Open mikedn opened 7 years ago
An experimental implementation shows a ~2700 bytes improvement for the first variant and a ~170 bytes improvement for the second variant. A proper implementation may do better but I don't expect it to be significantly better.
Example codegen for the first variant:
; before
cmp eax, 16
jl SHORT G_M38823_IG03
cmp eax, 18
jle SHORT G_M38823_IG05
; after
lea edx, [rax-16]
cmp edx, 2
jbe SHORT G_M38823_IG05
Example codegen for the second variant:
; before
cmp ecx, 0x1F41
je G_M36321_IG13
cmp ecx, 0x1F42
je G_M36321_IG13
cmp ecx, 0x1F49
je G_M36321_IG13
; after
mov eax, ecx
sub eax, 0x1F41
cmp eax, 8
ja G_M36321_IG05
mov r9d, 259
bt r9, rcx
jb G_M36321_IG14
@dotnet/jit-contrib
Switch to BT conversion yields a ~3700 bytes improvement. Example codegen:
; before
cmp eax, 3
ja SHORT G_M9431_IG07
mov eax, eax
lea rdx, [reloc @RWD00]
mov edx, dword ptr [rdx+4*rax]
lea rcx, G_M9431_IG02
add rdx, rcx
jmp rdx
; after
cmp eax, 3
ja SHORT G_M9431_IG07
mov edx, 3
bt edx, eax
jb SHORT G_M9431_IG05
It might be better but Roslyn seems to change rather quickly from switch table to binary search and that is much more difficult to recognize.
This transform is the cheapest of all in terms of compilation throughput since it's just a matter of looking at the number of switch arms.
FWIW I've updated my old experiment (https://github.com/mikedn/coreclr/commit/991e2a038d1d6baa730ab7cc023c3912333c662e) and run the diffs again:
Total bytes of diff: -3905 (-0.01% of base)
diff is an improvement.
Top file regressions by size (bytes):
33 : System.Runtime.Numerics.dasm (0.05% of base)
4 : System.IO.Compression.dasm (0.00% of base)
4 : System.ObjectModel.dasm (0.02% of base)
3 : System.IO.IsolatedStorage.dasm (0.02% of base)
2 : System.Runtime.Serialization.Formatters.dasm (0.00% of base)
Top file improvements by size (bytes):
-1437 : System.Private.CoreLib.dasm (-0.04% of base)

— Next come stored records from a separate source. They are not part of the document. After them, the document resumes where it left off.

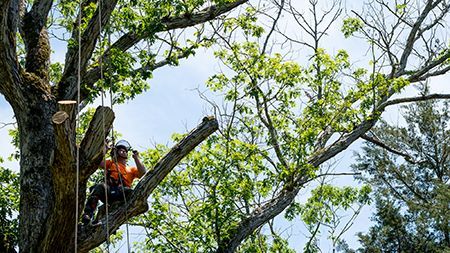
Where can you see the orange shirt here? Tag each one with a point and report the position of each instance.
(128, 173)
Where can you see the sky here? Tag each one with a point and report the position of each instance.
(172, 105)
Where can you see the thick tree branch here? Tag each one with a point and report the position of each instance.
(36, 39)
(257, 218)
(91, 237)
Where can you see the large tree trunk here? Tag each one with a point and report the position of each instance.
(47, 175)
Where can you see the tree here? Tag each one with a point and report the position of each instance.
(33, 87)
(409, 167)
(281, 121)
(287, 120)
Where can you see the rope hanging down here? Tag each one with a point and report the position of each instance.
(77, 125)
(59, 117)
(112, 138)
(103, 124)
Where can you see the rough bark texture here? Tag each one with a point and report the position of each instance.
(49, 160)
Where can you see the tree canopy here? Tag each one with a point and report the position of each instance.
(287, 106)
(410, 172)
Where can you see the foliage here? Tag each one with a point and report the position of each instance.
(412, 191)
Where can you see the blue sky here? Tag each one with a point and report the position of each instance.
(172, 105)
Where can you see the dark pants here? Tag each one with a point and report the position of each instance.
(115, 193)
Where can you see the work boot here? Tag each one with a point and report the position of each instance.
(86, 219)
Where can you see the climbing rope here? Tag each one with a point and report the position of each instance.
(104, 127)
(114, 153)
(76, 127)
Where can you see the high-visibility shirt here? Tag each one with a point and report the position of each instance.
(128, 173)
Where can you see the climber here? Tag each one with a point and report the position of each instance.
(119, 181)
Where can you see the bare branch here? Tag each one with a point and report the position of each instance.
(377, 142)
(412, 37)
(67, 88)
(131, 38)
(415, 99)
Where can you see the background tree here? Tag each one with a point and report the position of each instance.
(282, 119)
(409, 169)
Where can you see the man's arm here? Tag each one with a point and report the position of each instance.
(140, 166)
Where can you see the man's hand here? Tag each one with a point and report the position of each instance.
(108, 145)
(135, 154)
(139, 165)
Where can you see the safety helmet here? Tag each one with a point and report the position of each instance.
(123, 144)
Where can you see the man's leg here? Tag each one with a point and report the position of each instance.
(97, 193)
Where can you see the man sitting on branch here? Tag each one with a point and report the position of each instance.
(119, 178)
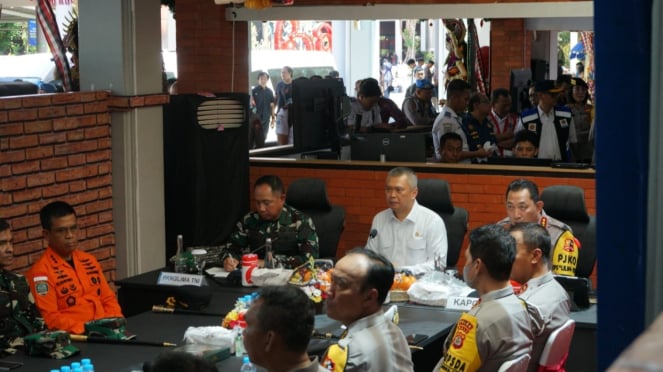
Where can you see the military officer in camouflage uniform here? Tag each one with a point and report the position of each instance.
(292, 233)
(18, 314)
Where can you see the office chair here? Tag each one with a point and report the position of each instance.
(567, 204)
(556, 349)
(516, 365)
(309, 195)
(434, 194)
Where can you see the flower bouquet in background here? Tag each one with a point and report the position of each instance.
(314, 278)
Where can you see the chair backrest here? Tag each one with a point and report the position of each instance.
(435, 195)
(309, 195)
(516, 365)
(567, 204)
(556, 349)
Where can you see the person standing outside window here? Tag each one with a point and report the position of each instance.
(283, 101)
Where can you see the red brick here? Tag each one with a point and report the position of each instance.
(99, 230)
(14, 210)
(87, 120)
(98, 131)
(76, 159)
(77, 186)
(11, 129)
(39, 152)
(13, 156)
(97, 156)
(100, 205)
(41, 179)
(75, 147)
(75, 109)
(52, 112)
(13, 183)
(75, 135)
(95, 107)
(75, 173)
(23, 141)
(65, 123)
(56, 190)
(103, 118)
(45, 139)
(25, 167)
(54, 163)
(26, 195)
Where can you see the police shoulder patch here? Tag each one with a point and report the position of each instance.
(41, 287)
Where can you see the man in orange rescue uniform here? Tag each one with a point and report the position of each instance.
(68, 284)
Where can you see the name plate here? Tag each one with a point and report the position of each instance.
(461, 303)
(179, 279)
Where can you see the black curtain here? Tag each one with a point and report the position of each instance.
(206, 174)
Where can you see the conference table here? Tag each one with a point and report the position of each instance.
(139, 293)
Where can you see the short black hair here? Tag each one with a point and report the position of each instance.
(52, 210)
(450, 136)
(369, 87)
(456, 87)
(288, 311)
(475, 99)
(534, 236)
(380, 274)
(4, 225)
(179, 361)
(496, 248)
(263, 73)
(525, 136)
(522, 184)
(497, 93)
(272, 181)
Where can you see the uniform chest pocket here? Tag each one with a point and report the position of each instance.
(417, 249)
(287, 242)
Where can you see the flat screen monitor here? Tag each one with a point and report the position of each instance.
(407, 147)
(520, 80)
(532, 162)
(317, 113)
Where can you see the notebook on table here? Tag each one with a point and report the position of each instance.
(406, 147)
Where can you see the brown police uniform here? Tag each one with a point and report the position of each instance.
(68, 296)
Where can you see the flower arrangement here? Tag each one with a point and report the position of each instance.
(314, 277)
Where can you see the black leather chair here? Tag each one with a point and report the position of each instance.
(434, 194)
(567, 204)
(309, 195)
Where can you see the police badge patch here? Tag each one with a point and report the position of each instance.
(41, 284)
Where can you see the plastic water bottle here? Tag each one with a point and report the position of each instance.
(247, 366)
(269, 258)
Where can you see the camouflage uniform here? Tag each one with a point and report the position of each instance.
(18, 314)
(293, 235)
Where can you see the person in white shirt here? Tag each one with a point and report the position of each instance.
(552, 124)
(411, 236)
(450, 118)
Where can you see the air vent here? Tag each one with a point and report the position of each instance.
(221, 113)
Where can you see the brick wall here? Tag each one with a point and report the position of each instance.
(361, 192)
(206, 52)
(58, 147)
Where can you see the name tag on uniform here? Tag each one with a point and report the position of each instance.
(461, 303)
(179, 279)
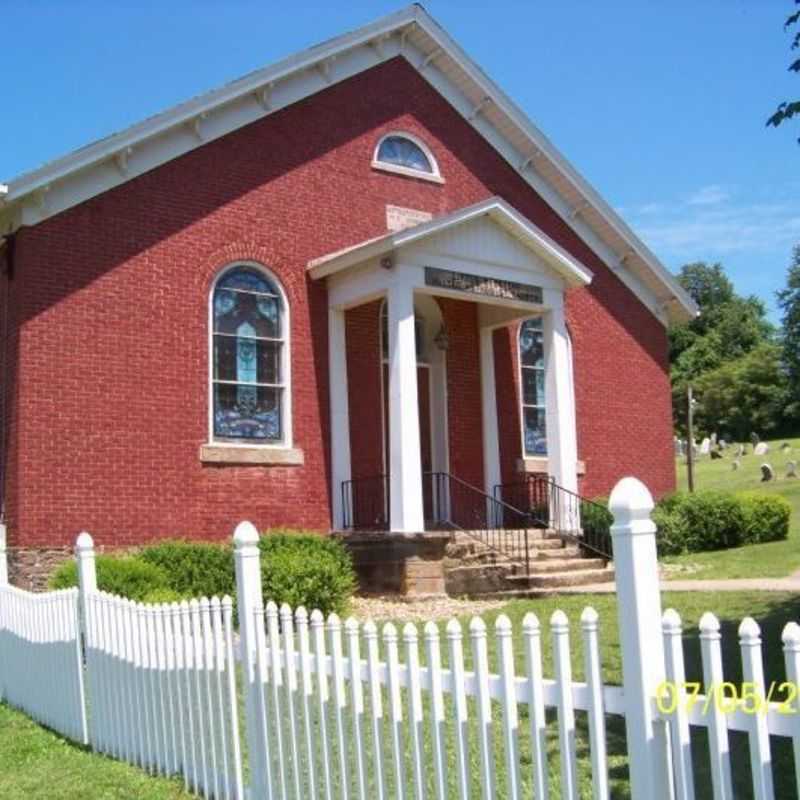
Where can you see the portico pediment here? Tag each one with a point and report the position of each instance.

-318 : System.Private.Xml.dasm (-0.01% of base)
-248 : Newtonsoft.Json.dasm (-0.04% of base)
-190 : System.Data.Common.dasm (-0.02% of base)
-178 : System.Text.Encoding.CodePages.dasm (-0.25% of base)
66 total files with size differences (61 improved, 5 regressed), 63 unchanged.
Top method regressions by size (bytes):
68 ( 1.84% of base) : System.Runtime.Numerics.dasm - Number:ParseNumber(byref,long,int,byref,ref,ref,bool):bool
41 ( 4.20% of base) : System.Net.Primitives.dasm - IPv6AddressHelper:Parse(struct,struct,int,byref)
41 ( 4.20% of base) : System.Private.Uri.dasm - IPv6AddressHelper:Parse(struct,struct,int,byref)
19 (11.24% of base) : Microsoft.CodeAnalysis.VisualBasic.dasm - Scanner:ScanMultilineTrivia():struct:this
19 ( 2.18% of base) : System.Private.CoreLib.dasm - Convert:TryFromBase64Chars(struct,struct,byref):bool
Top method improvements by size (bytes):
-113 (-1.66% of base) : System.Private.CoreLib.dasm - Number:NumberToStringFormat(byref,byref,struct,ref)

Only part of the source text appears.